Updating README to identify what Model Evaluation Metrics mean

sridhs21 · sridhs21 · commit 2c0277a529c1 · 2025-10-21T12:45:24.000-04:00
diff --git a/README.md b/README.md
@@ -108,6 +108,11 @@ The classifier supports several command line options for training configuration:
 - `--plotDir`: Directory where figures are written (default: `./plots`)
 - `--checkPointFrequency`: Number of epochs between model checkpoints (default: 10)
 
+### Performance Benchmarking
+- `--benchmark`: Enable performance benchmarking (tracks timing, throughput, GPU memory)
+- `--benchmark-output`: Path to save benchmark results JSON file (default: `./benchmark_results.json`)
+- `--eval-output`: Path to save evaluation metrics JSON file (default: `./evaluation_metrics.json`)
+
 ### Testing
 - `--smoke-test`: Run minimal smoke test for CI (overrides other parameters for quick validation)
 
@@ -138,4 +143,51 @@ The following commands should be run on `checkers` **every time you create a new
 cd nsfCssiMlClassifier
 source envPyTorch.sh
 source pgkyl/bin/activate
-```
+```
+
+## Model Evaluation Metrics
+
+The model evaluation system measures how well the classifier identifies X-points (magnetic reconnection sites) by treating it as a pixel-level binary classification problem.
+
+### Key Metrics
+
+The evaluation outputs several metrics saved to JSON files:
+
+- **Accuracy**: Overall pixel classification correctness (can be misleading due to class imbalance)
+- **Precision**: Fraction of detected X-points that are correct (measures false alarm rate)
+- **Recall**: Fraction of actual X-points that were found (measures miss rate)
+- **F1 Score**: Harmonic mean of precision and recall (balanced performance metric)
+- **IoU**: Intersection over Union - spatial overlap quality between predicted and actual X-point regions
+
+### Understanding the Results
+
+**Good performance indicators:**
+- F1 Score > 0.8
+- IoU > 0.5  
+- Similar metrics between training and validation sets (no overfitting)
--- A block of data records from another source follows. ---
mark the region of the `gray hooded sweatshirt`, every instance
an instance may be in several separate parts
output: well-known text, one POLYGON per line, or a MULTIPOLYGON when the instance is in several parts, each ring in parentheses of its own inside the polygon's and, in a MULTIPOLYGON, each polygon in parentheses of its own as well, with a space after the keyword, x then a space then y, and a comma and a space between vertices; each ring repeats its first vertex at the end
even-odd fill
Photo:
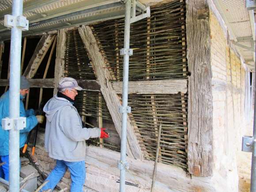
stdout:
POLYGON ((48 101, 43 110, 46 117, 45 147, 49 156, 71 162, 84 161, 85 140, 99 137, 101 129, 83 128, 76 109, 56 95, 48 101))

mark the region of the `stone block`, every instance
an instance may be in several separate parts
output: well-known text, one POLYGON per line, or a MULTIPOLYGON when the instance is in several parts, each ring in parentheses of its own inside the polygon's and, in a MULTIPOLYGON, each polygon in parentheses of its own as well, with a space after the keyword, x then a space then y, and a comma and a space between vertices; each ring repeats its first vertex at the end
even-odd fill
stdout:
POLYGON ((22 167, 20 170, 20 176, 23 179, 33 173, 35 173, 35 174, 27 181, 24 188, 24 189, 29 192, 34 191, 37 188, 38 177, 39 174, 37 169, 30 165, 22 167))

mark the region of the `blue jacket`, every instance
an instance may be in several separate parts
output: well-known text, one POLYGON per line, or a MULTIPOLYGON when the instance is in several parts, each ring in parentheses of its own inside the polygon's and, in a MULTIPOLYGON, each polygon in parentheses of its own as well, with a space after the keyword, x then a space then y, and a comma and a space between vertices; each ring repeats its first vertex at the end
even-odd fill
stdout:
MULTIPOLYGON (((0 156, 9 154, 9 131, 5 131, 2 128, 2 119, 9 117, 9 103, 10 102, 9 90, 4 93, 0 98, 0 156)), ((24 96, 20 95, 19 104, 20 117, 26 117, 26 127, 19 131, 19 147, 24 146, 28 132, 38 124, 38 120, 34 115, 33 109, 26 111, 22 99, 24 96)))

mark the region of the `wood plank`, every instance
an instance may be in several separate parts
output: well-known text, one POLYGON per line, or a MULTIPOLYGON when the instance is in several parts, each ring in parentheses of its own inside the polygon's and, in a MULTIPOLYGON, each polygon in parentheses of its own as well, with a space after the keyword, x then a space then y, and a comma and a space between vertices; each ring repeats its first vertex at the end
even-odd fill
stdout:
MULTIPOLYGON (((129 81, 128 94, 177 94, 187 91, 187 79, 166 79, 155 81, 129 81)), ((114 90, 118 94, 122 91, 122 82, 113 82, 114 90)))
POLYGON ((213 104, 209 8, 203 0, 186 0, 188 70, 188 171, 210 176, 213 170, 213 104))
POLYGON ((42 36, 34 51, 23 75, 27 79, 32 79, 36 74, 42 60, 54 40, 55 35, 44 35, 42 36))
MULTIPOLYGON (((120 98, 112 88, 110 80, 111 75, 106 67, 103 57, 100 53, 98 45, 91 29, 88 26, 82 26, 79 29, 82 39, 92 60, 98 80, 101 85, 101 90, 105 99, 117 131, 119 135, 121 134, 121 114, 118 107, 121 105, 120 98)), ((127 154, 130 157, 136 158, 142 158, 141 150, 135 136, 134 130, 128 117, 127 123, 127 154)))
POLYGON ((58 31, 57 45, 56 46, 56 59, 54 70, 54 83, 56 85, 53 94, 57 94, 58 85, 61 78, 64 77, 65 70, 65 51, 66 51, 66 32, 68 29, 63 29, 58 31))

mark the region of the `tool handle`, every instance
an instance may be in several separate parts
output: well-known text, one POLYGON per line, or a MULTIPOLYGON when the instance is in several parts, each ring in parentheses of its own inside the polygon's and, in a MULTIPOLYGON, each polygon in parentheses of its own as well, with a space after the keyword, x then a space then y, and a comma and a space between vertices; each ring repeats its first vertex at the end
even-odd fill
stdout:
POLYGON ((22 150, 22 153, 26 153, 26 148, 27 148, 27 144, 25 144, 24 147, 23 147, 23 150, 22 150))
POLYGON ((35 154, 35 150, 36 149, 35 147, 32 147, 32 156, 34 156, 35 154))

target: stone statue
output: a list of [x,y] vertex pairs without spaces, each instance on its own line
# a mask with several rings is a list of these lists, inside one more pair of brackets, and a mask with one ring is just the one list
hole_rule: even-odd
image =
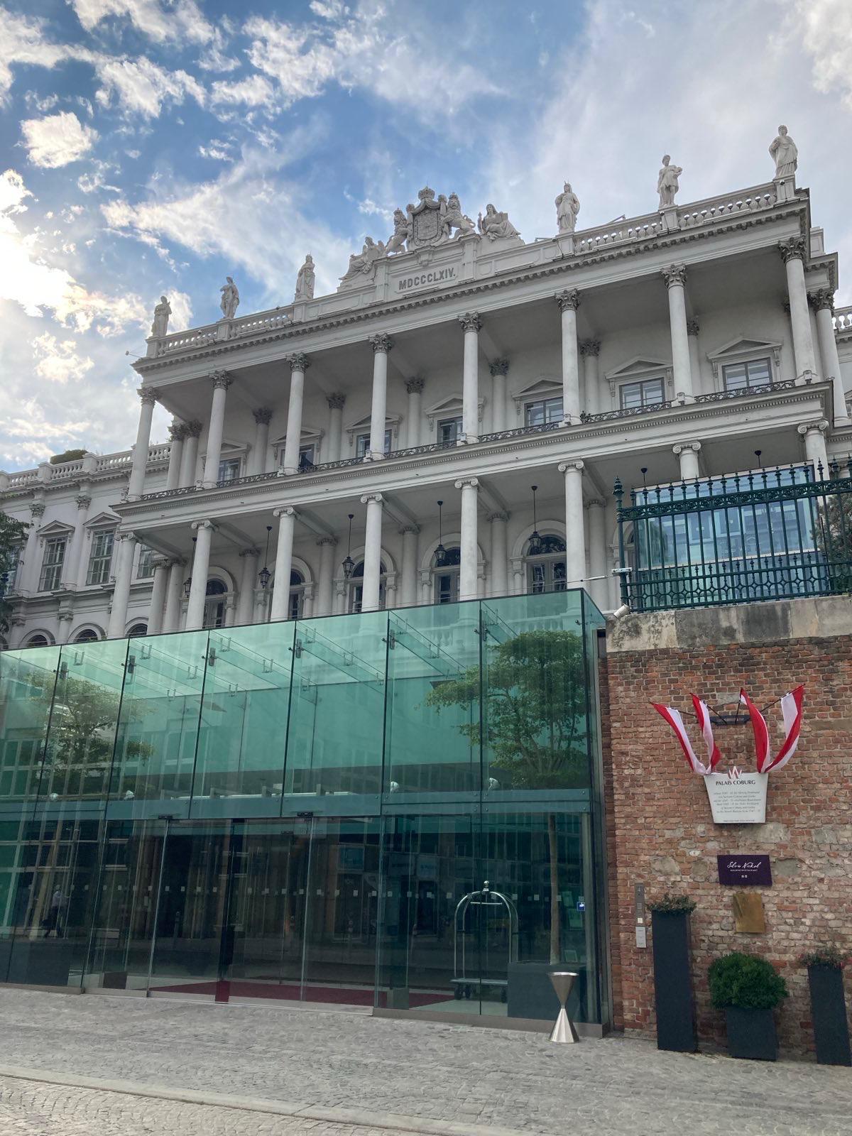
[[778,136],[769,147],[769,153],[775,159],[776,177],[792,177],[795,174],[799,166],[799,150],[787,134],[786,126],[778,127]]
[[164,335],[168,335],[168,317],[172,315],[172,308],[169,306],[168,299],[165,295],[160,296],[160,302],[153,309],[153,323],[151,324],[151,335],[154,339],[161,340]]
[[579,212],[579,198],[571,189],[571,183],[566,182],[562,192],[557,197],[557,225],[560,233],[573,233],[577,227],[577,214]]
[[662,169],[657,176],[657,192],[660,194],[660,209],[674,206],[675,194],[680,189],[678,177],[683,174],[680,166],[669,166],[669,154],[662,156]]
[[476,225],[461,211],[458,193],[451,193],[449,198],[442,193],[437,200],[441,207],[441,232],[445,237],[449,239],[453,229],[458,229],[457,237],[476,233]]
[[[409,212],[414,209],[414,206],[409,206]],[[390,257],[394,252],[406,251],[406,241],[410,235],[410,223],[409,218],[403,214],[401,209],[393,210],[393,236],[387,242],[385,248],[385,256]]]
[[314,257],[310,253],[304,258],[304,264],[299,269],[299,275],[295,278],[295,295],[294,300],[312,300],[314,299],[314,282],[316,275],[314,273]]
[[509,214],[498,212],[492,204],[485,206],[485,216],[479,214],[477,228],[490,241],[499,241],[504,236],[520,236],[520,233],[509,220]]
[[222,292],[219,307],[222,308],[223,319],[233,319],[236,315],[236,309],[240,307],[240,292],[231,276],[226,276],[225,279],[227,283],[223,284],[219,289]]

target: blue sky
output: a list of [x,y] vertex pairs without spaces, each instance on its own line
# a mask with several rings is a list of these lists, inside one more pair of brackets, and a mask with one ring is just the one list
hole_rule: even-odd
[[0,467],[130,445],[161,292],[331,291],[426,183],[532,240],[565,178],[580,227],[653,209],[663,151],[683,202],[765,182],[784,122],[852,258],[850,116],[849,0],[0,0]]

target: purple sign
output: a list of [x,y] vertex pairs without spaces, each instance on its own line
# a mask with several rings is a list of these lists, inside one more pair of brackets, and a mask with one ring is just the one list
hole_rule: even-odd
[[772,869],[768,855],[717,855],[720,884],[763,884],[772,883]]

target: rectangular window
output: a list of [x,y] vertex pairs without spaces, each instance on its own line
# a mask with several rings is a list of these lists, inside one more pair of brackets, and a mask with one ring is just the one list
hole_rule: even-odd
[[442,418],[437,424],[437,440],[442,445],[456,445],[461,436],[461,416]]
[[[356,444],[356,458],[364,458],[370,448],[370,436],[369,434],[359,434],[358,442]],[[391,431],[385,431],[385,454],[391,452]]]
[[726,391],[745,391],[769,386],[772,368],[768,359],[749,359],[746,362],[730,362],[721,368]]
[[637,407],[657,407],[662,401],[662,378],[643,378],[638,383],[624,383],[619,387],[621,410]]
[[106,584],[109,579],[109,568],[112,563],[112,533],[93,534],[86,584]]
[[219,481],[233,482],[240,476],[240,459],[223,458],[219,462]]
[[40,592],[56,592],[59,587],[67,543],[64,536],[52,536],[44,542],[44,559],[41,562],[41,578],[39,580]]
[[527,426],[544,426],[546,423],[561,423],[562,400],[538,399],[536,402],[527,402],[524,406],[525,420]]

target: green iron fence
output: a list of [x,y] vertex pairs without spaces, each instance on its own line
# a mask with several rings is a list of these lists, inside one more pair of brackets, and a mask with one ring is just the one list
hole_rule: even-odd
[[634,611],[852,591],[852,458],[613,493]]

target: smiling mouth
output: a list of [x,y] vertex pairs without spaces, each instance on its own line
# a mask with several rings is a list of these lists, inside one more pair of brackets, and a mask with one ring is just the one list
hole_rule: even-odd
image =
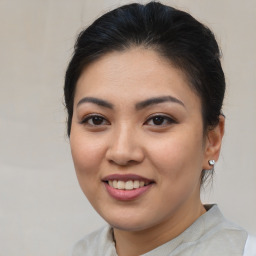
[[128,181],[122,181],[122,180],[108,180],[108,185],[115,189],[120,190],[133,190],[137,188],[142,188],[144,186],[147,186],[151,184],[152,182],[149,181],[141,181],[141,180],[128,180]]

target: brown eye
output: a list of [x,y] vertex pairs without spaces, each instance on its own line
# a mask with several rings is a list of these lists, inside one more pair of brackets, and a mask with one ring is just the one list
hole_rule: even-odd
[[81,123],[91,125],[91,126],[100,126],[100,125],[109,124],[109,122],[104,117],[99,115],[88,116]]
[[93,116],[91,118],[91,123],[93,125],[101,125],[103,123],[103,121],[104,121],[104,118],[101,116]]
[[152,118],[152,122],[154,125],[161,125],[165,121],[165,118],[162,116],[156,116]]
[[171,117],[164,115],[153,116],[146,122],[147,125],[151,126],[165,126],[173,123],[176,123],[176,121],[174,121]]

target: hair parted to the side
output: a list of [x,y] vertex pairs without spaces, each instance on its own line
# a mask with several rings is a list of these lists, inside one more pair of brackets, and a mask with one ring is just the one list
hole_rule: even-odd
[[114,9],[79,34],[64,86],[68,135],[76,84],[84,67],[107,53],[132,47],[155,50],[184,72],[201,99],[204,131],[219,123],[225,77],[213,33],[190,14],[152,1]]

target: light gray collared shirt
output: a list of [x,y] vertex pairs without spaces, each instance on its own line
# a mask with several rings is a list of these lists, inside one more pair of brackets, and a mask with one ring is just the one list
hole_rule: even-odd
[[[256,240],[239,226],[226,220],[217,205],[171,241],[142,256],[256,256]],[[106,226],[80,240],[72,256],[118,256],[113,230]]]

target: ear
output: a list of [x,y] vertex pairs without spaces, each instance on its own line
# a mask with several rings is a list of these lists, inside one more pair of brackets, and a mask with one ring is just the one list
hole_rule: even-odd
[[217,162],[219,159],[222,137],[224,135],[225,127],[225,117],[223,115],[219,116],[219,123],[213,129],[207,131],[206,141],[205,141],[205,154],[203,169],[210,170],[212,166],[209,164],[209,160],[214,160]]

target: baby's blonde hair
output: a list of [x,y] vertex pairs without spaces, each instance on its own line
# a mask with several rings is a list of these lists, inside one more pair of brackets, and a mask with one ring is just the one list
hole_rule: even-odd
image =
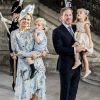
[[47,33],[47,31],[48,31],[48,27],[47,27],[47,22],[46,22],[46,20],[44,19],[44,18],[37,18],[36,20],[35,20],[35,22],[34,22],[34,24],[35,23],[37,23],[37,22],[41,22],[42,23],[42,25],[43,25],[43,30]]
[[[77,9],[77,12],[78,11],[83,11],[85,13],[85,15],[86,15],[86,18],[85,18],[84,22],[90,23],[90,20],[89,20],[89,11],[86,10],[86,9],[84,9],[84,8],[79,8],[79,9]],[[75,22],[78,22],[78,21],[79,20],[76,18]]]

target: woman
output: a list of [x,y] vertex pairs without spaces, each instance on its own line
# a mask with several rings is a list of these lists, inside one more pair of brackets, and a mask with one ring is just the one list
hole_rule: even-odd
[[[21,11],[19,29],[13,31],[12,47],[17,52],[18,65],[15,86],[15,100],[45,100],[45,67],[40,53],[32,51],[34,46],[33,30],[29,28],[32,21],[32,6],[27,6]],[[13,44],[15,40],[15,44]],[[15,46],[15,47],[14,47]],[[26,57],[34,59],[37,69],[36,75],[30,79],[30,67],[25,61]],[[34,98],[35,97],[35,98]]]

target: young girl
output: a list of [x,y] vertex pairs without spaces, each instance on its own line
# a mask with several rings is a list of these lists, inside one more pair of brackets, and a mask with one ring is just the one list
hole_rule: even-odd
[[[35,29],[33,32],[33,39],[34,39],[34,48],[32,51],[40,52],[39,55],[43,55],[44,51],[47,51],[47,37],[45,35],[47,32],[47,23],[44,18],[37,18],[35,20]],[[30,64],[31,68],[31,75],[30,78],[33,78],[36,74],[36,69],[33,64],[32,58],[27,58],[27,63]]]
[[[93,41],[91,37],[90,21],[88,19],[88,14],[89,11],[84,8],[80,8],[77,10],[77,17],[75,21],[77,31],[74,35],[76,42],[73,45],[73,47],[80,45],[85,49],[85,51],[83,52],[83,62],[85,67],[85,75],[83,76],[83,78],[86,78],[91,73],[91,70],[89,69],[87,55],[93,53]],[[72,69],[76,69],[80,64],[81,61],[79,59],[79,53],[76,53],[75,64]]]

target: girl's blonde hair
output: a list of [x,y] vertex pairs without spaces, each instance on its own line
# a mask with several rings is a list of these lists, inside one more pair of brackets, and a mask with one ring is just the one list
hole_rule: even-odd
[[37,18],[37,19],[35,20],[34,24],[37,23],[37,22],[39,22],[39,21],[40,21],[40,22],[42,23],[42,25],[43,25],[43,30],[45,31],[45,33],[47,33],[48,27],[47,27],[47,22],[46,22],[46,20],[45,20],[44,18]]
[[[85,18],[84,22],[88,22],[88,23],[90,24],[90,20],[89,20],[89,11],[86,10],[86,9],[84,9],[84,8],[79,8],[79,9],[77,9],[77,12],[79,12],[79,11],[83,11],[83,12],[85,13],[86,18]],[[75,23],[78,22],[78,21],[79,21],[79,20],[76,18]]]

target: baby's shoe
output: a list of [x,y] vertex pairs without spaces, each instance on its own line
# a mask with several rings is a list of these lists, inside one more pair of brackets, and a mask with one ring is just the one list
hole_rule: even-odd
[[72,67],[72,69],[76,69],[79,65],[81,65],[80,61],[75,62],[75,65]]
[[87,78],[89,76],[89,74],[91,74],[91,70],[86,71],[85,75],[83,76],[83,78]]

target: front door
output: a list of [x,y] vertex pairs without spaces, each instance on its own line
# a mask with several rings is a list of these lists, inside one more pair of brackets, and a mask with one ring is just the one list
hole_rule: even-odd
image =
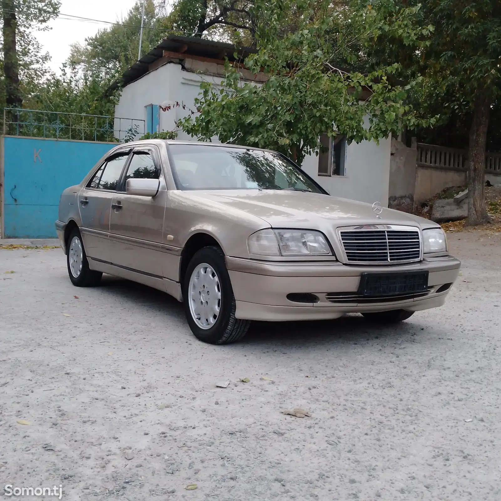
[[[155,196],[128,195],[127,179],[160,179]],[[117,266],[157,278],[162,277],[162,231],[167,188],[154,147],[136,148],[115,193],[110,223],[111,262]]]
[[107,158],[78,194],[80,231],[90,258],[109,261],[111,202],[129,154],[129,151],[121,152]]

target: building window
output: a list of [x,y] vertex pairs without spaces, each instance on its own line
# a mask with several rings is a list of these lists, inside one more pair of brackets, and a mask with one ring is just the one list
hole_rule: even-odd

+- Low standard deviation across frames (consistent performance)
+
+**Warning signs:**
+- Large gap between training and validation metrics (overfitting)
+- High precision but low recall (too conservative, missing X-points)
+- Low precision but high recall (too aggressive, many false alarms)
+- High frame-to-frame variation (inconsistent detection)
+
+### Output Files
+
+After training, the model produces:
+- `evaluation_metrics.json`: Validation set performance
+- `train_evaluation_metrics.json`: Training set performance  
+- Performance plots in the `plots/` directory showing:
+  - Training history (loss curves)
+  - Model predictions vs ground truth
+  - True positives (green), false positives (red), false negatives (yellow)
+
+### Physics Context
+
+For reconnection studies:
+- **High recall is critical**: Missing X-points means missing reconnection events
+- **Precision affects analysis**: False positives corrupt downstream calculations
+- **IoU indicates localization**: Poor IoU means inaccurate X-point positions
+
+The model uses a 9×9 pixel expansion around X-points to account for localization uncertainty while still requiring accurate region identification.